Not much has been said about this probably because the U.S. and the media (and frankly most of us voters) are in a “Bush hating mentality” at the moment, and don’t want to acknowledge that a change that he and his administration inflicted is having an impact upon the world that many support.  No matter the methods (and a couple of decades ago, few people would have batted an eye if the CIA had taken out a dictator), Iraq now has democracy, certainly supported by the U.S. but still one of the few democracies in the region and the only one who has had recent bloodshed with Iran.

Almost thirty years ago (an eternity in the era of Twitter and Facebook chat) Iraq (with Sadaam Hussein at the helm) invaded Iran, and started a war costly in lives and dollars that lasted eight years, with little gain to show for it on either side in the end. Recently, with Hussein out of the way, Iranian president Mahmoud Ahmadinejad became the first Iranian president to visit Iraq since Iran’s 1979. Is there any doubt that, seeing their neighbor and rival hold democratic elections, that the Iranians would start to push for their own?

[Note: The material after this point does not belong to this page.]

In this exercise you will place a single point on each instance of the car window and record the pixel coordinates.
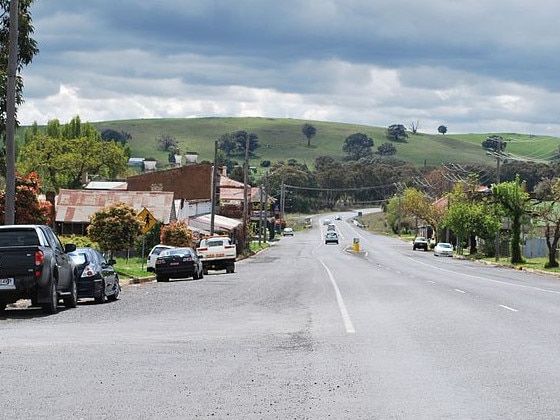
(78, 257)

The region is obviously far from stable, and neither are the democracies. But it will be interesting to see how history judges the impact of the Iraqi democracy and the Bush administrations hand in pushing it along. Though their methods have been condemned and their motivations (oil, influence on the Saudis, helping Israel, etc.) have been questioned, the addition of the voices of voting peoples of Iraq, Iran and Afghanistan would certainly change the dynamic in the Middle East. If that will happen and how it will change is, at this point, anyone’s guess.

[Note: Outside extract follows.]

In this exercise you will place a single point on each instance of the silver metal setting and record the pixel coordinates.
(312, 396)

Whether the election was rigged or not is frankly unknown, and difficult to tell through the sixty second reporting and 140 character crap of unknown origin coming from Twitter (come on, folks, how can you tell who the source is?). But the simple point that there was an election and many people chose different sides in a country where the religious government’s chosen pick usually runs unopposed is definite progress towards democracy, the peoples power to voice, pick and choose.